123,Naveen 124,Joe 125,Gary 124,Joe 126,Mahesh 127,Bob 126,Mahesh 124,Joe
We need to capture the duplicates from above data using Remove Duplicate stage along with any other stage.
124,Joe 126,Mahesh 124,Joe
We can capture duplicates using Remove Duplicate Stage, design of the parallel job would be like below.
To test this design, I use below sample data and read that data with sequential file stage. My sample records in sequential stage would be like:
Here I enable ‘Row Number Column’ property in sequential stage in order to generate unique number(this will be used in next stage) for each input record.
In next step, take a copy stage to pass the input into two output links. One link to Remove Duplicate stage side and another link to Change Capture stage side.
In Remove Duplicate stage, we will remove the duplicates based on key column. Here I use “id” as the key column to remove the duplicates. So after this stage we will have only unique records.
Change Capture stage is the important part in this job design. Here Remove Duplicates stage acts as After dataset and Copy stage acts as Before dataset for Change Capture stage.

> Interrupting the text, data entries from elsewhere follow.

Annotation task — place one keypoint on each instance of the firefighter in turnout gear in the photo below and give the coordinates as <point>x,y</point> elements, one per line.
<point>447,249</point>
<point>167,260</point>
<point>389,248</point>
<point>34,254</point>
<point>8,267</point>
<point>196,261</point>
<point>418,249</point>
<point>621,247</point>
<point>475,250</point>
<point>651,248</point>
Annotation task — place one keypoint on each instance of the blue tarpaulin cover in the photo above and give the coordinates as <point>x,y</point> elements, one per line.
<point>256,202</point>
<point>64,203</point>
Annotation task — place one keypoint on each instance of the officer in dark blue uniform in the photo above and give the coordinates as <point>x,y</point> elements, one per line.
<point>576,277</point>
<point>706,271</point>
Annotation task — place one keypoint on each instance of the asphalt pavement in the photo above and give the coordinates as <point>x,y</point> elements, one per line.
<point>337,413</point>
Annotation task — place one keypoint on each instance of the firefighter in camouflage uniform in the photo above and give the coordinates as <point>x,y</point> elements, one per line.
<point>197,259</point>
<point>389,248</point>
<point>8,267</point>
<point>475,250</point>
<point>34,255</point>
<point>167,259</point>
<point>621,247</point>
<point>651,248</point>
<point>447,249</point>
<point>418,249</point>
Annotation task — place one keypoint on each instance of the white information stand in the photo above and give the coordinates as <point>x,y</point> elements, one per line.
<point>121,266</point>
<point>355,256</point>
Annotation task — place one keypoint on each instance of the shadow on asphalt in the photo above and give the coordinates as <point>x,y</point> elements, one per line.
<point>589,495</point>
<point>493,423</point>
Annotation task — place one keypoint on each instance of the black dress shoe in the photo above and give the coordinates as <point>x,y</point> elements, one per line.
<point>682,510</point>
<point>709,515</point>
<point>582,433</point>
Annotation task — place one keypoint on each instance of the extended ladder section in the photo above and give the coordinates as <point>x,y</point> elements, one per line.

Select the ‘Unique’ (Row Number Column from sequential stage) column as Key column and Change Mode as ‘Explicit Keys, All Values’. Our aim is to capture only duplicate records, so make ‘Drop Output for Delete’ as ‘False’.
However we can use join stage instead of change capture stage to capture duplicates after Remove Duplicate stage.
Here link ordering also important as that decides Before and After dataset for Change Capture stage.
Compile job and run the job.
You can see the duplicate records in the output.
We hope this article helped to find the solution that you are looking.